Special Ed cooperative looks to expand preschool opportunities in Baldwin City, Eudora, Wellsville

The East Central Kansas Cooperative in Education is looking to expand preschool options in the Baldwin City, Eudora and Wellsville school districts.

Dan Wray, director of the special education cooperative, said the plan would open half-day 3- and 4-year-old preschool classes to more children in the three districts.

Wray said there were two goals: one, to provide more children the opportunity to attend preschool with curriculum designed to prepare them for kindergarten; and two, to create the “least restrictive environments” in classrooms for those children with individualized education plans by placing them with typically developing peers.

The cooperative offers Preschool Enhancement Program classrooms in all three districts for 3- and 4-year-olds identified through screening as having learning difficulties in areas of speech, motor, communication, social or other skills.

Those PEP preschool classes are all that are now available for children younger than 5 in the Eudora and Wellsville districts. Wray said both districts were ready to move forward with the expanded preschool option for the 2017-2018 school year.

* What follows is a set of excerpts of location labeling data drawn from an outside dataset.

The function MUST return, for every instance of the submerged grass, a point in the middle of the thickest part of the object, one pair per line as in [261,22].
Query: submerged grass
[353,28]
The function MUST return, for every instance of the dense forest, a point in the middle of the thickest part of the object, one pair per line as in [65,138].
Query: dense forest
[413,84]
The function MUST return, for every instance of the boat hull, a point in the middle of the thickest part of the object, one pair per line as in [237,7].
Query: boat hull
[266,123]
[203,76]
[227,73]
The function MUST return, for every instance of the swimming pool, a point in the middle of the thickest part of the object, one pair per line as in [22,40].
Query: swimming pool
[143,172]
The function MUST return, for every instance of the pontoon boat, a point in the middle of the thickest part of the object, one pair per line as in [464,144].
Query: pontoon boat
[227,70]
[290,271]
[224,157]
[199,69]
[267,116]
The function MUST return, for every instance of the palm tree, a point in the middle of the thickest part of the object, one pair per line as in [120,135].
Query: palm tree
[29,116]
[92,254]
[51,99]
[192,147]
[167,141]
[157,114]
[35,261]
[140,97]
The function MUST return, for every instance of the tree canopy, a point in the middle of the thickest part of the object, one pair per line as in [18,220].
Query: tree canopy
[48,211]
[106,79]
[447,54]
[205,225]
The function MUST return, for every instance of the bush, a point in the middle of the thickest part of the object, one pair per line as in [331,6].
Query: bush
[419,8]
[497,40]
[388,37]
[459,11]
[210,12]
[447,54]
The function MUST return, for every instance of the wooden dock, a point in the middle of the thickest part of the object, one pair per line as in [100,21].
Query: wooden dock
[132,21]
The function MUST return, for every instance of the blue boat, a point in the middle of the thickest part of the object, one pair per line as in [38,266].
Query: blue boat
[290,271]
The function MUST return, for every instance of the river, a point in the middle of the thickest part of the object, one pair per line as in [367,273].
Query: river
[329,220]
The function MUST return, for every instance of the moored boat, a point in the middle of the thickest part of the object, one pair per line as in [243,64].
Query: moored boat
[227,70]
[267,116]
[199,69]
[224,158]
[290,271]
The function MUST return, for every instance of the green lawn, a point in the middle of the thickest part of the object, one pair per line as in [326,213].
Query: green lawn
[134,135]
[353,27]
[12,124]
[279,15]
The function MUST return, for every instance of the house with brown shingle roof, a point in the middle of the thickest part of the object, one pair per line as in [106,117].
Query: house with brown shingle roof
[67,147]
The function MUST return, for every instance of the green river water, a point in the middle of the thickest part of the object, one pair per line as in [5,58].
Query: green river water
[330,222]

The cooperative’s plan is to accept enough typically developing children to have 13 to 15 students next school year in Eudora and Wellsville’s PEP classrooms, Wray said. Eudora now has from nine to 11 students in its four PEP classrooms. The cooperative would hire additional paraprofessionals when necessary to maintain appropriate adult-to-student ratios, he said.

The Baldwin City situation is different in two ways, Wray said; that district has a large enough percentage of single-parent families, teen parents, students receiving free and reduced lunches or other at-risk indicators to qualify for state funding of an at-risk preschool program. It also has an existing large community preschool in the Rainbow Experience Preschool.

Currently, the Baldwin Elementary School Primary Center has three four-day-a-week PEP classrooms for 3- and 4-year-olds, a half-day at-risk 4-year-old classroom and all-day 4-year-old at-risk classroom. The 4-year-old at-risk classrooms are free to qualifying students, but they also accept a number of tuition-based students to provide classroom peers.

Wray said the cooperative’s plan would blend the half-day 4-year-old classroom with the PEP classes and accept more typically developing students to increase enrollment to 12 to 15 students per classroom. The all-day at-risk program would be unchanged.

A complication in blending the PEP and half-day at-risk classrooms is their differing schedules. Wray said the Baldwin City district’s PEP classes meet four days a week while the 4-year-old at-risk classrooms are five days a week so students can receive the 465 hours of instruction the state mandates for the program.

A solution would be to expand the proposed blended classrooms to five days a week, but that issue was still being discussed, Wray said. A decision should be made in the next few weeks, he said.

Another factor in Baldwin City is how the proposal would affect Rainbow Experience Preschool, which offers 3-year-old and 4-year-old preschool classes. Baldwin Elementary School Principal Deb Ehling-Gwin told the Baldwin City school board last month that she didn’t want the expansion to hurt Rainbow.

For his part, Wray maintains it would have little consequences on the 53-year-old Rainbow.

“We’re talking about very few children, and we’re offering very different kinds of products.”

Chelsea Bradbury, Rainbow director, shares that view.

Bradbury said Ehling-Gwin visited with her last week about the proposed changes, and she would update the preschool’s board on the plan at a meeting Thursday. Rainbow currently has 17 3-year-olds and 18 4-year-olds in its preschool programs, but they are offered with all-day and after-school day care options and other programs unavailable at the elementary school, she said.

“We have a very different atmosphere,” she said. “Honestly, I’m not too worried at this point, but I’d have to see what the rates are compared to ours.”

Wray, who served as the Ottawa special education director before taking the ECKCE job last year, said similar concerns were expressed before that district expanded its preschool. The Ottawa preschool program attracted more than enough peer students and only affected the waiting list numbers of private preschools, he said.

There are still details to be put in place, including tuition costs, Wray said. Enrollment for the expanded preschool programs would coincide with the districts’ kindergarten roundups in the spring, he said.